Not only the individual but society suffers from all of this. Vaccinations are a case in point. Widespread resistance to vaccination has led to needless deaths, especially of nursing home residents, a delay in the end of the pandemic and thus of the economic recovery, and the incubation and propagation of new and more aggressive forms of the virus. Since this kind of religious thinking denies any role for human reason, trying to reason with it is futile. Attempts to mandate vaccinations, even for healthcare workers in contact with very vulnerable and compromised human beings, are frequently met with protests against the violation of the “freedom” of the unvaccinated, and especially “religious freedom.” Many are even claiming “religious exemption” from vaccination, whatever that might mean.

We also see rigid interpretations of scripture, even to the point of fostering an exclusionism contrary to what Jesus taught. Salvation is for Christians only. Only “born again” Christians are “right with God.” This inevitably leads to viewing non-Christians, and most especially Muslims and Jews, as inferior, not favored by God, and so not entitled to equal treatment. In a misapplication of Jesus’s so-called “Great Commission” (Matthew 28:19), the word “evangelize” has come to mean the right to impose one’s religious views on others, whether through prayer in schools, Sunday blue laws, restricting not only abortion but birth control, the right to discriminate against groups of people you don't wish to serve, teaching creationism but not the history of racial discrimination in this country, privileging if not actually establishing the Christian faith, encouraging proselytization, and in general dissolving the barrier between church and state.

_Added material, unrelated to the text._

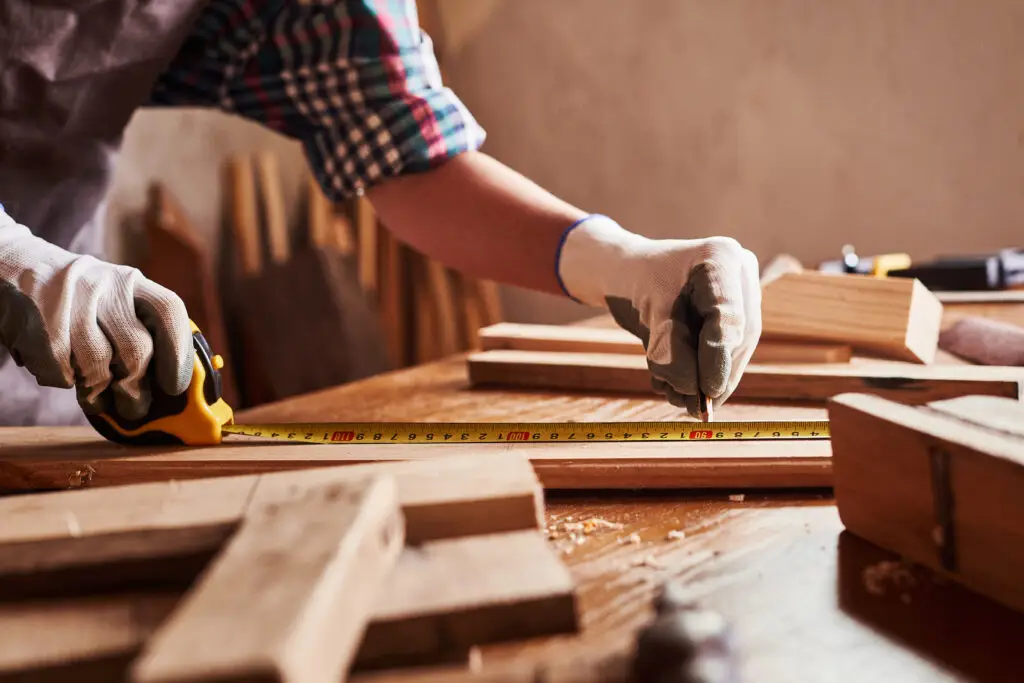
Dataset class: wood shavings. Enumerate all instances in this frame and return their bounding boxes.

In the election of Donald Trump we saw Evangelical Christianity reaching for political power, and Trump using that religion to shore up his own power. This is exactly parallel to the developments Akyol described, and we can expect consequences just as detrimental. One such consequence is the fragmentation of society. Both Obama’s and Biden’s calls for bipartisanship and cooperation in mutually beneficial tasks were met with derision and rejection. During Trump, public gatherings became occasions for incitement. Trump demonized all those not part of his movement, even encouraging his followers to beat up dissenters. Not a single objection was heard from Trump’s religious followers. Like the Ash‘ari God whose actions are good by definition and so can never be questioned, everything Trump did was right and above accountability, no matter how corrupt or mendacious.

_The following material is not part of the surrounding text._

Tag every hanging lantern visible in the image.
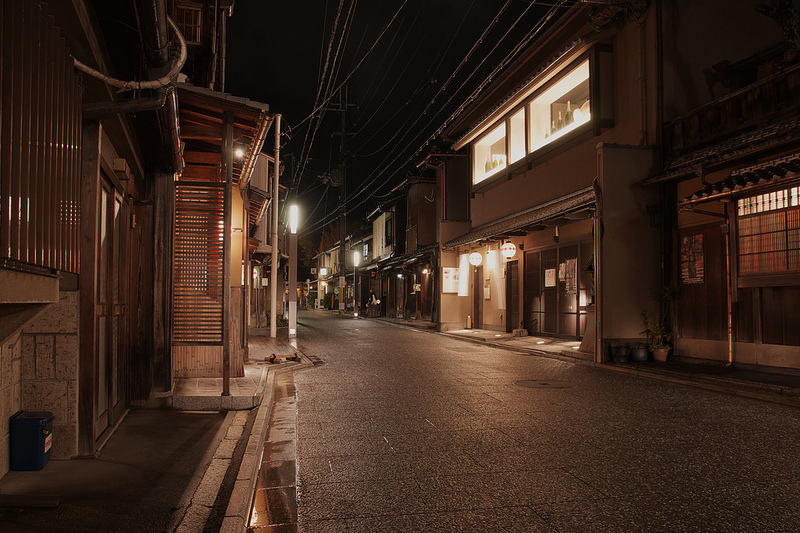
[500,242,517,259]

On the day I am writing this, the Supreme Court has decided to let stand a Texas law that provides a $10,000 bounty for any private citizen who sues anyone helping a woman seeking an abortion, including a friend who drives her to the clinic or even gives her the address of a clinic in another state. People may have different views on abortion. That is not the point. This law encourages citizens to become the abortion police, to spy on each other and turn against each other in the hope of financial reward. Texas Right to Life has already set up an anonymous tip line. God help any woman who has a miscarriage and her neighbor wonders why she is no longer pregnant. This law has prevailed by virtue of the three Trump-appointed justices. Already it is being held up as a model for similar legislation to be passed in conservative states, and which may not be limited to abortion. This legal sanction of vigilantism, especially against those who do not share one’s religious views, is an ominous sign for the future of American society and democracy. It is religion gone demonic.

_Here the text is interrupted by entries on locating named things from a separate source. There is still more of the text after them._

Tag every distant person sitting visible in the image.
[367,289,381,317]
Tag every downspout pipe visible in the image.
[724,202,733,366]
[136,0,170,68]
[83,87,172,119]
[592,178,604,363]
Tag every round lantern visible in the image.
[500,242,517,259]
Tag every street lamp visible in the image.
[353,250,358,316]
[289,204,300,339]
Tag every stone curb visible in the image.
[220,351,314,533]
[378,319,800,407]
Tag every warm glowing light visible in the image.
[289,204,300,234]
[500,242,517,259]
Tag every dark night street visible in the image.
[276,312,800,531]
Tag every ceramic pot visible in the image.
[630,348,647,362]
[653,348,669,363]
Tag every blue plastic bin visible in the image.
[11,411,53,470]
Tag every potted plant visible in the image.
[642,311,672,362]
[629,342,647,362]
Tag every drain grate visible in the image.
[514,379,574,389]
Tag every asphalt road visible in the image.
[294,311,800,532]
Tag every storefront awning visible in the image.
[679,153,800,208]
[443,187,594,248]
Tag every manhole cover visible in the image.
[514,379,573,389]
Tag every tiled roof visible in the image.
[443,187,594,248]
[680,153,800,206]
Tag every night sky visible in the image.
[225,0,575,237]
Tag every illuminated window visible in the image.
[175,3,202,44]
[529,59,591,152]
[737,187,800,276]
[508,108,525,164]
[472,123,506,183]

This is what happens when a society dispenses with reason and turns to absolutism. This pattern has played out in many political regimes that have allied themselves with religion. In the United States we have so far been protected from this by our tradition of separation between church and state. That tradition is now eroding. Both our democracy and the cohesiveness of our society are in danger. This is why Akyol’s book is so timely, and mandatory reading not just for Muslims but for anyone living in a society where religion has become a strong political force.